Over the last 10-20 years, there has been a pretty rapid shift from analogue to digital. Podcasts, videos, blog posts and social media are now a major part of most people’s daily ecosystem. As these mediums become more prevalent, the term storytelling seems to be getting more prevalent too.
I think we’re losing the meaning of storytelling.
Think back to what you learned about storytelling in elementary school. As Matthew Kobach, the head of social media at the New York Stock Exchange, says (via tweet), “great stories require compelling characters, an interesting setting, plot, conflict, and a satisfying resolution.” In a non-fiction setting, we learned that things like newspaper articles needed to answer the 5 W’s in order the properly tell the story.
Is that still the case? Have these rules changed? I don’t think they have. But I do think that as we increasingly use digital tools, we increasingly misuse the word storytelling.
Let’s look at podcasting. Just because you’re making a podcast doesn’t necessarily mean you’re telling a story. Podcasts that share expertise, such as Buffer’s The State of Social Media aren’t storytelling; they’re information sharing. Podcasts with two hosts having a conversation, such as Being Boss, aren’t storytelling (although they admittedly sometimes tell small stories, the overall podcast episode isn’t a story, it’s a topic).

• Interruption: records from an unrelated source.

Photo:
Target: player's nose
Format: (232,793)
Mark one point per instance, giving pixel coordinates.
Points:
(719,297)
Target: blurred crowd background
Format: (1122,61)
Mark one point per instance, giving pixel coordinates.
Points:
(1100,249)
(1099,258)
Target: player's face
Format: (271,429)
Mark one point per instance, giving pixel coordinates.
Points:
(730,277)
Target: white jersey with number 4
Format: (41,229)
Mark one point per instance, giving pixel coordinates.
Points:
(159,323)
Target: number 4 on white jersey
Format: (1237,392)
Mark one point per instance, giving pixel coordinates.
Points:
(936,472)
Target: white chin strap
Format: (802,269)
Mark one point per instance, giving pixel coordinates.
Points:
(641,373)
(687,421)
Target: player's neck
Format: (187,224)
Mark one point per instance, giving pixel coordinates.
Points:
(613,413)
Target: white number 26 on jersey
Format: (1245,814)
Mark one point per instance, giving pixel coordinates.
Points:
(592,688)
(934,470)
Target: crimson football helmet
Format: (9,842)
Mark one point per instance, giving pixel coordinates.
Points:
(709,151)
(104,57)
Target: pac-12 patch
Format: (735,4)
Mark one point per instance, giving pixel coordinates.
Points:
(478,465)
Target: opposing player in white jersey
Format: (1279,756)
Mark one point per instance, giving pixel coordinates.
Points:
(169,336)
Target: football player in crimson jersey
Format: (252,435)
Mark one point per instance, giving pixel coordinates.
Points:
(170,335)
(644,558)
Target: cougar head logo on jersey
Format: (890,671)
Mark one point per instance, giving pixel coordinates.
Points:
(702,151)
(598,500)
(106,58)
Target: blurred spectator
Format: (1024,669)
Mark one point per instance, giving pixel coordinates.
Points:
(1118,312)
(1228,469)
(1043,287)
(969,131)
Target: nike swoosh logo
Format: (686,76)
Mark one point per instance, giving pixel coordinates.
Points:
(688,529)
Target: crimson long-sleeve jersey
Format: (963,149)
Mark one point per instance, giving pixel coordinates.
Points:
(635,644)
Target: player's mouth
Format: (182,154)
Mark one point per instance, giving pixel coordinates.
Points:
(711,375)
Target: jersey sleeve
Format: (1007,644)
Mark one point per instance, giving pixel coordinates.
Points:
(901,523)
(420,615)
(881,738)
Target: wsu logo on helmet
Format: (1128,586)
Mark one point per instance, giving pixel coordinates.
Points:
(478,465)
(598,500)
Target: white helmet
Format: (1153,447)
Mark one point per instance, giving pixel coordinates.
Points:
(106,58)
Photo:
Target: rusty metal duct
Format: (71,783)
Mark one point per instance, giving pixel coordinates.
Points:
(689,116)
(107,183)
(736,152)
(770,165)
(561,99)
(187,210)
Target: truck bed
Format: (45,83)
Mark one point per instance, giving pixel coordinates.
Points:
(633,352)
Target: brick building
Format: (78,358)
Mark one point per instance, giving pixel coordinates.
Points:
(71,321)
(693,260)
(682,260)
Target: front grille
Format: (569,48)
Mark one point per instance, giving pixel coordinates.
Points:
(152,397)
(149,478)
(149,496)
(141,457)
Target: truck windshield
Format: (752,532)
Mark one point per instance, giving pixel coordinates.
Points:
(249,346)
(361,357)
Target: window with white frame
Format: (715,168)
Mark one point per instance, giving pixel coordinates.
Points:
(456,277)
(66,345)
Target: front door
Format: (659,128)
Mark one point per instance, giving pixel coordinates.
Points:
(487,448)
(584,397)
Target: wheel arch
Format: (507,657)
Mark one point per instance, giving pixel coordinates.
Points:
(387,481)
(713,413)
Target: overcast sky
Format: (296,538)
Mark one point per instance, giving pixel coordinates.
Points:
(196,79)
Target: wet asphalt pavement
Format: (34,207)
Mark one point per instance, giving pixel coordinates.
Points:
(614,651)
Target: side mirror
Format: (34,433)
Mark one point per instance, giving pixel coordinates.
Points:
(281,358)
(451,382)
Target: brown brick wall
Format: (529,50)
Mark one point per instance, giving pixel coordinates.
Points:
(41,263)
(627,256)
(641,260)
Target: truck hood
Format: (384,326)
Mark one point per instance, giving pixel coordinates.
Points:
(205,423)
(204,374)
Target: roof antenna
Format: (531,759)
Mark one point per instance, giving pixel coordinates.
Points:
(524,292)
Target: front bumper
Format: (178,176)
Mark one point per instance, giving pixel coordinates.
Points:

Most interview-style podcasts aren’t storytelling.
It’s the same when we look at video. Most YouTubers aren’t traditional storytellers. Crash Course is sharing educational content. Tyler Oakley is, well, often filming himself doing weird things. Jason and Caroline, on Wandering Aimfully: The Show are simply having a conversation. Again, while they may sometime share small stories, their overall intent is not storytelling. You can talk at a camera without telling a story, and that’s exactly what many people do.
What happens when we look at social media? As Matthew Kobach says, “social media doesn’t have time for any of this,” with “this” referring to characters, setting plot, conflict, and a resolution. Some might (and do) say that they are telling the story of their company, institution, or story using social media, bit by bit. But I don’t think that is storytelling either; I think it’s something we don’t quite have a word for yet. Sharing experiences doesn’t always equal storytelling.
Use digital tools, please. Use them to share information, to share your thoughts, and to share your stories. Creating is fun. Sharing is useful. But if we want to continue to have good storytellers in the future, we need to stop calling everything online storytelling.
Let’s be careful not to ruin the power of a good story.
Confession: I’m not 100% sure I believe in what I wrote above. While I do believe there are lots of people who are misusing the term storytelling, I also believe there’s a huge grey area here. Is it possible that the definition of storytelling is shifting, and that’s okay? Are we simply moving to more real-time, ongoing, long-term storytelling? Are (some) stories maybe moving away from the typical arc format we have been taught in elementary towards something new? Maybe an interview is a form of storytelling. Maybe sharing bits and pieces of what it’s like to be a university student on social media is telling the story of your university. Maybe we’d be better off if we let the definition of storytelling expand.
I don’t know what the answer is here, but I’d love to hear your thoughts.